Be Prepared

As everybody knows, Hurricane Harvey pummeled Houston. I lived in Katy, a Houston suburb, for a few years until I moved to NC at the end of 2014. I know a lot of folks in Houston and I'm thankful that all of them are alive and well. However, some of them are temporarily displaced by the hurricane. My old house in Katy is fine, but there are homes in my old neighborhood, Cinco Ranch, that got flooded. So I'm keenly aware that it could have been me.

Then Hurricane Irma hit Tampa, where my mother-in-law lives. She rode out the storm at a friend's house outside the flood zone and was fine. Her house was not flooded, although it is in a flood zone. She dodged a bullet on that one.

Early projections of Irma's path predicted she would hit North Carolina pretty hard. But we lucked out and she took a turn to the west and as I write this, we're getting just a little bit of rain from the outer bands.

I was very fortunate to not have been more directly affected by Harvey and Irma. I am enormously grateful for that!

But two hurricanes so close to people I know has led me to consider my disaster preparedness more carefully. The stores here were selling out of water days ahead of Irma even hitting south Florida, which is 800 miles away. Over the weekend when Florida was getting hit we put together the minimum 3-day supply of food and water, but it was alarming how difficult that was to do with people making runs at supplies so early.

I've lived near a coast for 7 years now where hurricanes just aren't all that unusual. And now I live near a nuclear power plant.

All of this is a long way of saying it's high-time I get better prepared for emergencies!

Keep calm and make a tin-foil hat

Now, I'm not going full-on prepper. I'm not trying to plan to survive the collapse of civilization, a nuclear wasteland, or a zombie apocalypse. I'm just trying to prepare for what is actually probable based on history, not what is possible in every doomsday scenario. Therefore I'm focused on short-term emergencies – temporary loss of utilities and commerce; evacuation; and sheltering.
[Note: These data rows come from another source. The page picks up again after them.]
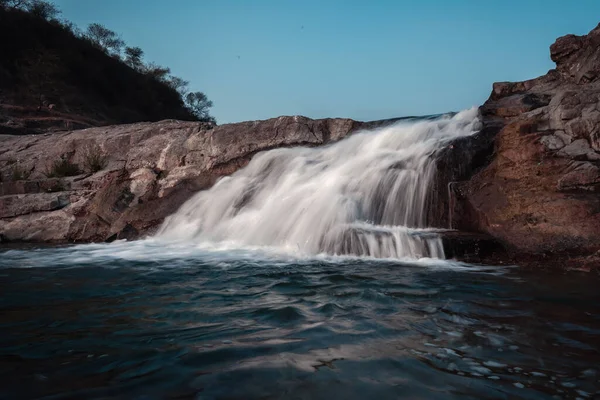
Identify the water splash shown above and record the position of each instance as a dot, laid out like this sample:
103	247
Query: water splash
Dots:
365	195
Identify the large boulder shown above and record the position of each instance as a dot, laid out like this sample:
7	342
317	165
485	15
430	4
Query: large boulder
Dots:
540	192
149	170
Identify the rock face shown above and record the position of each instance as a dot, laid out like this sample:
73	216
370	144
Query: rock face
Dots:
150	169
541	191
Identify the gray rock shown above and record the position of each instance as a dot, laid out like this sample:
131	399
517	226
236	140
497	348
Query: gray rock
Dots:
152	168
552	142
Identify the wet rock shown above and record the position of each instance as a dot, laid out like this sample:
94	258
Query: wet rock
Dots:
539	192
151	169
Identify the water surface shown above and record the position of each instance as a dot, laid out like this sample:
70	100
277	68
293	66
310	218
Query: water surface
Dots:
148	321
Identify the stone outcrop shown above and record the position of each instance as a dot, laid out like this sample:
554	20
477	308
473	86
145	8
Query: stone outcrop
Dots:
540	192
150	170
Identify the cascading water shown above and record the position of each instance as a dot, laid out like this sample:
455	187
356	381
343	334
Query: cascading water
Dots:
365	195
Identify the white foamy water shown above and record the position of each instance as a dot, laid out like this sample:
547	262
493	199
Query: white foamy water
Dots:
365	195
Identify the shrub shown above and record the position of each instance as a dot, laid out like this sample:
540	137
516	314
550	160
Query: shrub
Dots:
61	168
94	159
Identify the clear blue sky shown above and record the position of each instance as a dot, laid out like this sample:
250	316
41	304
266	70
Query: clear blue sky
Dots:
366	60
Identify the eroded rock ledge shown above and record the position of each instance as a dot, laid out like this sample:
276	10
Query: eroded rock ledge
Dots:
152	168
540	192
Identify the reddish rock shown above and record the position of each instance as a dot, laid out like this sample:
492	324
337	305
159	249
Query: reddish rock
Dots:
540	193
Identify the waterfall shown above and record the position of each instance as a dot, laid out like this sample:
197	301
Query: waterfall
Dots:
365	195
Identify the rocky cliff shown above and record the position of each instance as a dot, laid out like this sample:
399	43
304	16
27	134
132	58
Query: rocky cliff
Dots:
540	194
529	180
145	172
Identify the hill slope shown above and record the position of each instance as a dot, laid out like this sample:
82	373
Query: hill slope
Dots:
52	79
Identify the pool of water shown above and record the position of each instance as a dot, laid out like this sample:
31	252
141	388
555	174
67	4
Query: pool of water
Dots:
133	322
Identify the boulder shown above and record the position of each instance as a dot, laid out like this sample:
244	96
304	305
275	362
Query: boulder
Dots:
150	170
539	191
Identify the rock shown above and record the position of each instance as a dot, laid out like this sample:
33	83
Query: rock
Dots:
552	142
583	176
539	192
152	168
577	57
577	150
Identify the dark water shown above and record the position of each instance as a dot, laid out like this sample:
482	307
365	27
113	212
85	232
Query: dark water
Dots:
149	324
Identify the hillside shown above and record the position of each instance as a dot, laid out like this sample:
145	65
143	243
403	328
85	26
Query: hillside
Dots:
53	79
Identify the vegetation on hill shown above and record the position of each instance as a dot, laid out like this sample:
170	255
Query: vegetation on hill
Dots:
50	69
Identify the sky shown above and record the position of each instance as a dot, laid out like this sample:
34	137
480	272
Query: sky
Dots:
366	60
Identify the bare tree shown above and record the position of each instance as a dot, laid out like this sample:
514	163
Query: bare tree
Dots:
43	9
133	57
181	85
199	105
104	39
157	72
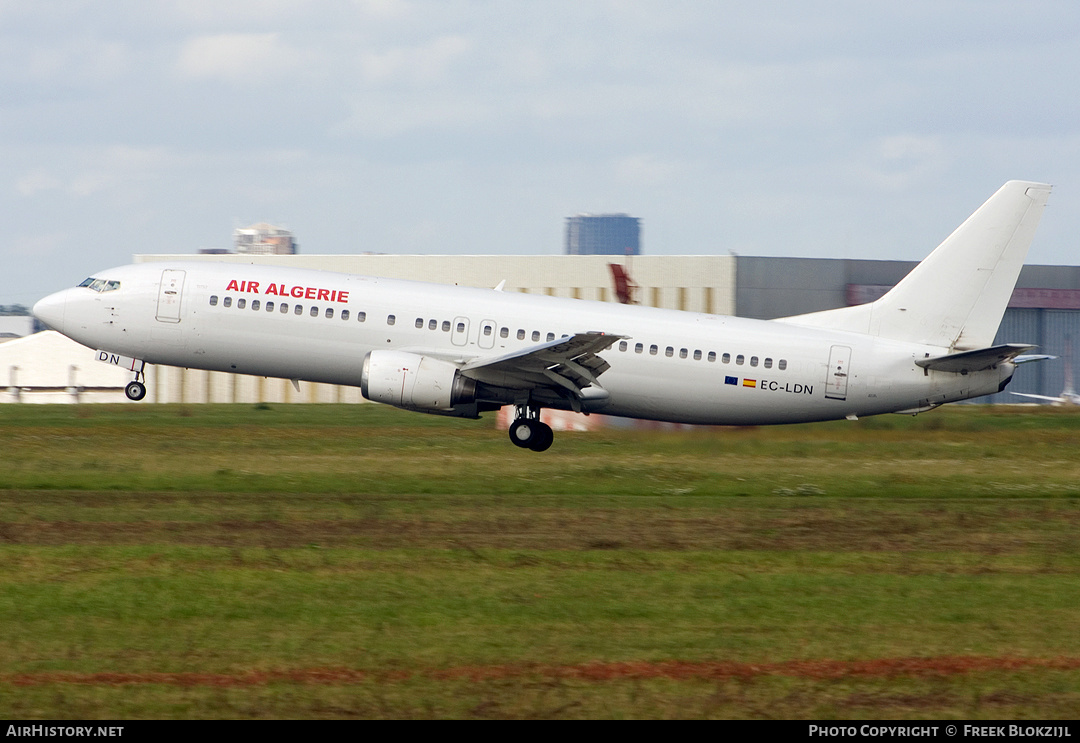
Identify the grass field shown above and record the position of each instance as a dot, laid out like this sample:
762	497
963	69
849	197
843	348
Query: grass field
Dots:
362	562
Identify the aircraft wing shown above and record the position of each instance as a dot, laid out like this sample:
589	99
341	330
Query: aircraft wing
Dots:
1027	394
568	364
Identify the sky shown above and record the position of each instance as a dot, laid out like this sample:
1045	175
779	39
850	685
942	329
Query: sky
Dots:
829	130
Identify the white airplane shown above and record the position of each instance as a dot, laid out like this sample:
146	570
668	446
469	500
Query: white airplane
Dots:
461	351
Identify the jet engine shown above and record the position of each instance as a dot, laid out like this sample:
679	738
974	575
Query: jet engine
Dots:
416	382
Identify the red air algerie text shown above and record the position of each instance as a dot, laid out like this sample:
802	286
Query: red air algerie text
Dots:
295	292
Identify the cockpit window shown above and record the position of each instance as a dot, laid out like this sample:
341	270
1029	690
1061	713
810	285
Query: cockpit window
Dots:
100	284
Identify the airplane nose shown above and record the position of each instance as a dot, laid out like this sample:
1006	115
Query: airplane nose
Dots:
51	310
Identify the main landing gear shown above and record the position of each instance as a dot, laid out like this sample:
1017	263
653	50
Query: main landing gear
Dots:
528	431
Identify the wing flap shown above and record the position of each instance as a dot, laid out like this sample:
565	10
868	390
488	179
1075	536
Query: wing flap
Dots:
568	363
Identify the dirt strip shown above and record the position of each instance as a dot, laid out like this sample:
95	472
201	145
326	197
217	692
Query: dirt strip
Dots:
882	667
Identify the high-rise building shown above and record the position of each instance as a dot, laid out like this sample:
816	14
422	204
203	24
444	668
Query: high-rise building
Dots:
603	234
264	239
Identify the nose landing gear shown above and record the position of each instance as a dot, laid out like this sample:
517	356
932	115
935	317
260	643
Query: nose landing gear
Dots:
135	389
528	431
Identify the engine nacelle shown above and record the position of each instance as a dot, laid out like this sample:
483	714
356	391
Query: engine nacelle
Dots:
417	382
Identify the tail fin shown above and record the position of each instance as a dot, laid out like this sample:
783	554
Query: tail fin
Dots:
956	297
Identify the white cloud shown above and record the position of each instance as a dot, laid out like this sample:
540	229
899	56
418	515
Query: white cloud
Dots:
415	65
37	181
240	58
649	170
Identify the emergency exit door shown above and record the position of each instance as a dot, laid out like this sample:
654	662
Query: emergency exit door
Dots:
836	383
170	294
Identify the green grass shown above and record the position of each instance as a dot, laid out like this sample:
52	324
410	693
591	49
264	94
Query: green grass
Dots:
404	550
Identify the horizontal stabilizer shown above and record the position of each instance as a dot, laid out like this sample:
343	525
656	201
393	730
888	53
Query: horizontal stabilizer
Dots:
974	361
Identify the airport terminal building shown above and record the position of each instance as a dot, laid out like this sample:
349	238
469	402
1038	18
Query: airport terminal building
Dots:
1044	308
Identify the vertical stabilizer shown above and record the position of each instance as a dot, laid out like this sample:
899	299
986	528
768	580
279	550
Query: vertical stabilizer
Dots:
956	297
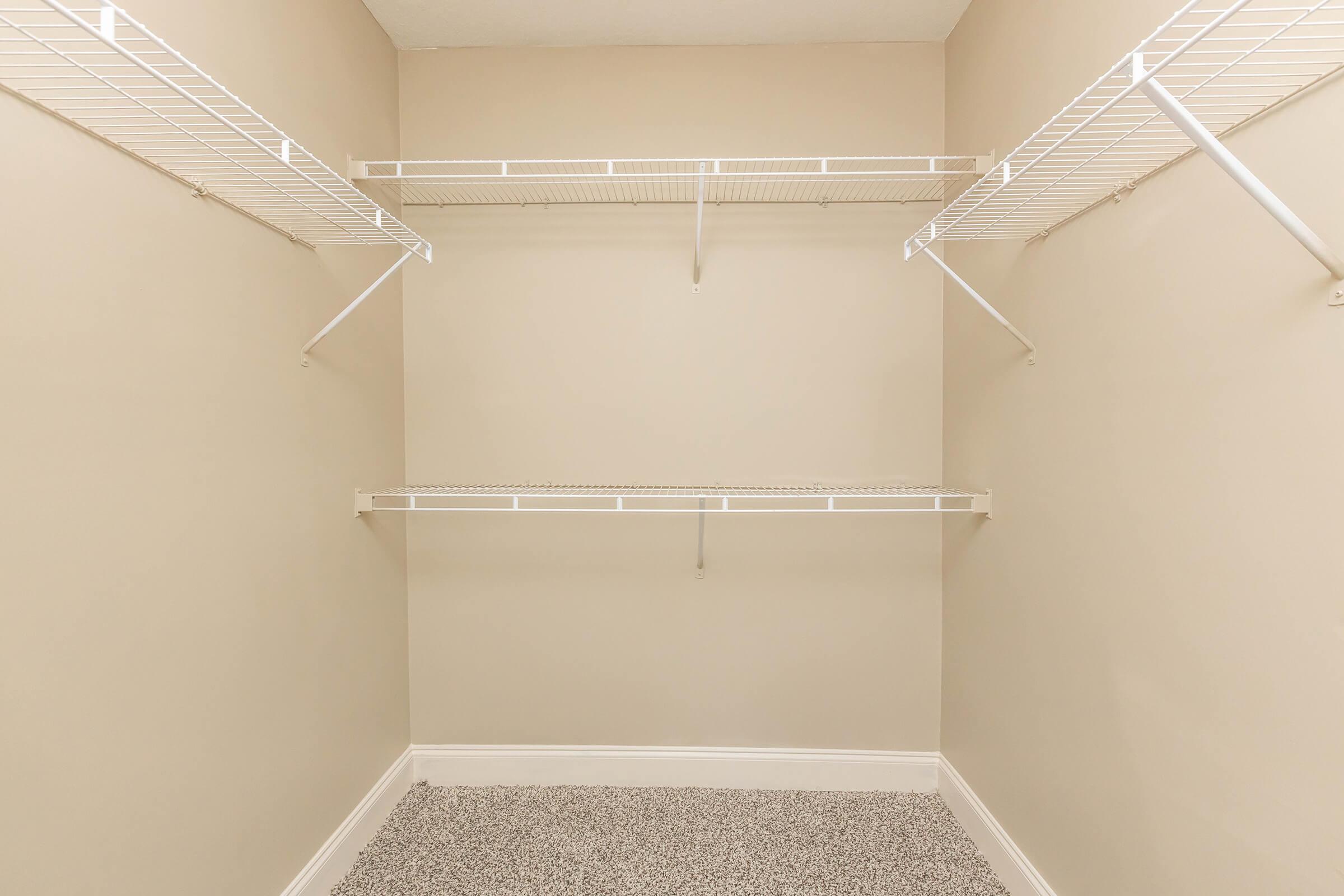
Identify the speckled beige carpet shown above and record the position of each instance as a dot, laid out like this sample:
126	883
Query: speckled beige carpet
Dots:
684	841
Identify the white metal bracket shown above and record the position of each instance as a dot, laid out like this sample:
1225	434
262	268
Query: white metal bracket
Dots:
699	222
699	555
1205	139
344	314
993	312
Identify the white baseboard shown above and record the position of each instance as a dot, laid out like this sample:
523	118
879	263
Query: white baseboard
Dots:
338	855
670	767
1016	874
678	767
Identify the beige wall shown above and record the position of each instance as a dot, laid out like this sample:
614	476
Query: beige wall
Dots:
563	346
1144	652
202	654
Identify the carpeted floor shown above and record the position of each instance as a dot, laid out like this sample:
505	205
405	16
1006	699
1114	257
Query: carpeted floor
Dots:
623	841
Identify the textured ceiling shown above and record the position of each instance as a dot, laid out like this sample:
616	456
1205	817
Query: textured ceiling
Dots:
563	23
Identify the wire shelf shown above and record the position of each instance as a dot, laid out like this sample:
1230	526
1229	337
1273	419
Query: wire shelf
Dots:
1226	62
104	72
869	179
707	499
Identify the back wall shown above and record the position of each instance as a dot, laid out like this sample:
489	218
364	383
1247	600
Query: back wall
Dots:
563	346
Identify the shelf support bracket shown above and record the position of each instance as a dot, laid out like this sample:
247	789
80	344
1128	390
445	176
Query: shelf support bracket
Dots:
699	554
699	221
337	320
1205	139
993	312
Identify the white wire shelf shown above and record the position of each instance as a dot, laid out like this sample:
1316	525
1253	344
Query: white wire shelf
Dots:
106	73
867	179
683	499
1226	62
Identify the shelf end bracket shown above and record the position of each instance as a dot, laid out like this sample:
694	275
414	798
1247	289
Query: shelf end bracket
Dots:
980	300
344	314
1214	148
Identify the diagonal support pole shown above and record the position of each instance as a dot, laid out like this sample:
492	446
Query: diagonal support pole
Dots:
993	312
1205	139
699	221
337	320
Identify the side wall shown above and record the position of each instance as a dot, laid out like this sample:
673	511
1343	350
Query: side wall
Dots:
1144	652
202	652
563	346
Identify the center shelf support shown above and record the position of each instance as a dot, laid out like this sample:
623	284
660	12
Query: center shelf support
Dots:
993	312
337	320
699	222
1205	139
699	555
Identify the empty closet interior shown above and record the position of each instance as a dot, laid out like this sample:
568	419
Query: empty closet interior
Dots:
444	430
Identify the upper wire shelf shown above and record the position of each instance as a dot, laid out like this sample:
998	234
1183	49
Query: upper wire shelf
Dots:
1226	62
854	179
112	77
707	499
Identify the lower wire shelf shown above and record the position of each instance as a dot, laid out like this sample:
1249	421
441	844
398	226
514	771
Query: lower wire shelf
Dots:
674	499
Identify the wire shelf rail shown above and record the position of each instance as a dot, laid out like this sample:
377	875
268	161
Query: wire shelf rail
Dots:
854	179
1226	62
674	499
104	72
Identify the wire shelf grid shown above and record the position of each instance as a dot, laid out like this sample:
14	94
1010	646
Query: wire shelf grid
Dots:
106	73
709	499
867	179
1225	61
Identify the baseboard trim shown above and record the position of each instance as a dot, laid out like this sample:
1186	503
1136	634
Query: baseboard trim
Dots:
1009	861
678	767
469	765
338	855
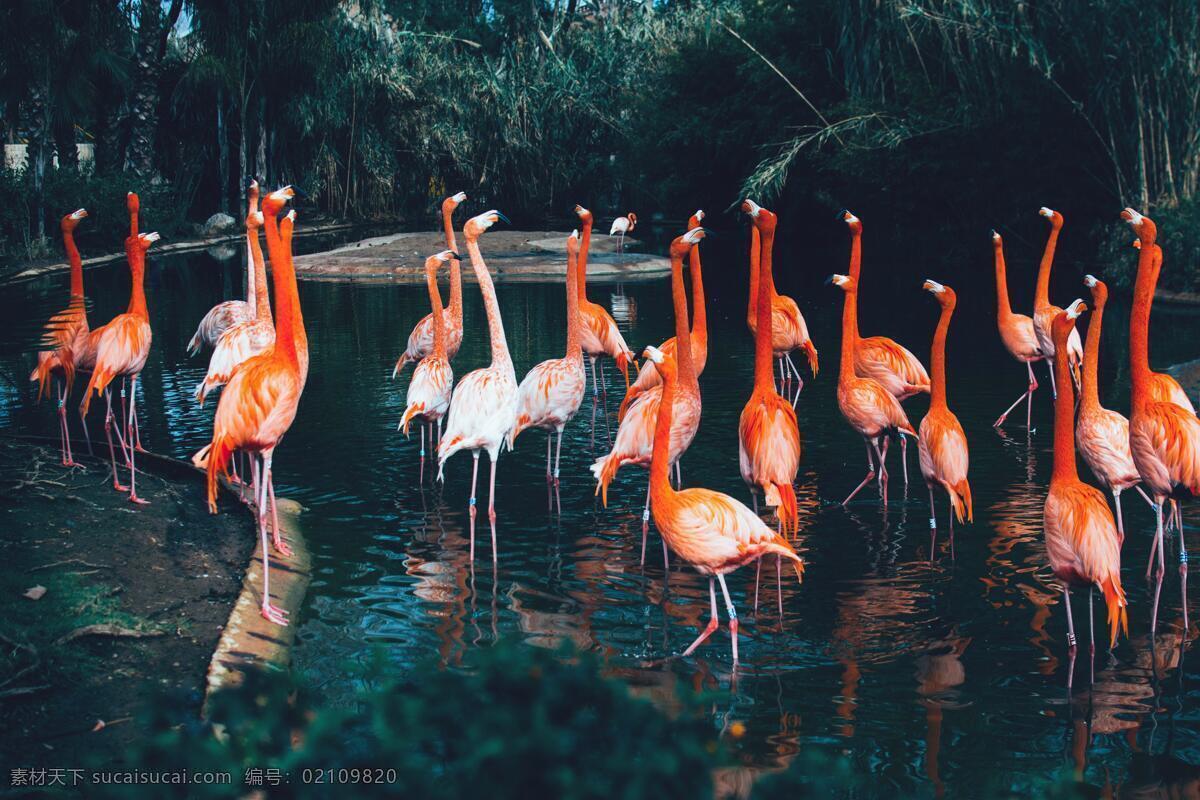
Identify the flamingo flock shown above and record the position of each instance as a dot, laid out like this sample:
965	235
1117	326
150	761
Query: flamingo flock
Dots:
261	364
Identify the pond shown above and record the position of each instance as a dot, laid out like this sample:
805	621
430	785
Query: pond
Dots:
933	673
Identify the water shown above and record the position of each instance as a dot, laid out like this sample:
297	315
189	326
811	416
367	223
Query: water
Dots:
934	674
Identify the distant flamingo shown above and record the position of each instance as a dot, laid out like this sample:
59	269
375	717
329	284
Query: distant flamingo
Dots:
420	341
244	340
868	407
259	403
1017	332
635	437
1083	543
768	435
1044	312
1102	434
648	377
552	391
484	407
600	334
1164	439
789	331
429	391
942	444
123	347
709	530
67	335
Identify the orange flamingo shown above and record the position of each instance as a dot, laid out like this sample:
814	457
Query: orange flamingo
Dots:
600	332
123	347
942	445
709	530
429	391
648	377
420	341
1017	332
67	335
551	392
868	407
1044	313
635	435
768	434
1081	539
789	331
484	407
1164	439
1102	434
240	341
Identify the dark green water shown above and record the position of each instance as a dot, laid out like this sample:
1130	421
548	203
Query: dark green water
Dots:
931	673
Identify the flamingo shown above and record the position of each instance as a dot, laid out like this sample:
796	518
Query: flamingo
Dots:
1102	435
551	392
1044	313
870	409
484	407
709	530
635	435
429	391
1083	543
67	335
600	335
768	434
647	376
1164	439
942	445
420	341
246	338
789	331
1017	332
123	347
259	402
So, first order of business: water.  I want to avoid the uncertainty of buying water at the store leading up to a hurricane. I looked into a lot of alternatives and ended up buying four Reliance Aqua-Tainers to store water. The Aqua-Tainers are well-made and BPA-free. They're way more rugged and easy to deal with than the typical 1-gallon plastic water jugs you get at the grocery store. In total they will hold 28 gallons, which is theoretically enough to last my family for a week if we conserve. Right now my plan is to keep them empty and fill them from the tap when needed. There are certain scenarios that's not good for, but the Aqua-Tainers aren't ideal for long-term storage and filling when needed will work for the most likely scenarios. If we're not evacuating, the Aqua-Tainers can be augmented by filling our bathtubs, which would be especially useful for having water for hygiene and operating toilets. But tub water could also be filtered/boiled and consumed if needed. In an evacuation, the Aqua-Tainers have the huge advantage of being transportable, although they weigh almost 60 lbs each when full.

Wavian Jerry Can
Which leads me to fuel. We're good about filling up our vehicle tanks in advance of big storms. But the inevitable fuel shortages that follow a weather disaster, or on evacuation routes, concern me. So I bought two Wavian Jerry Cans for keeping a small supply of gasoline on-hand. Man, these things are pricey but seriously heavy-duty. Two of them will hold 10 gallons of fuel, which is good for about 220 miles at our SUV's average MPG. But in an evacuation situation, our MPG would probably be a lot less than that. So I'm not sure 10 gallons is adequate and I may add another can or two in the future. On the other hand, I only need enough emergency fuel to get around for week or so in town, or get us to a place where fuel is more readily available in an evacuation, so I don't want to over-do it. My plan is to keep these full and ready-to-go since the cans are up to the task (with some fuel stabilizer) and trying to buy fuel at the last moment is dicey.

Water and fuel. So that's a start. But I have a lot of other things I want to work out in advance and have ready to go:
  • A comprehensive emergency contacts/resources list
  • Maps with pre-selected routes
  • A decent bug-out bag
  • Evacuation and sheltering plans, so we're not totally improvising should the time come
Those are the items that occur to me right now. I'm sure I'll think of others. I may get a generator at some point, but they're pretty expensive so I'm holding off on that.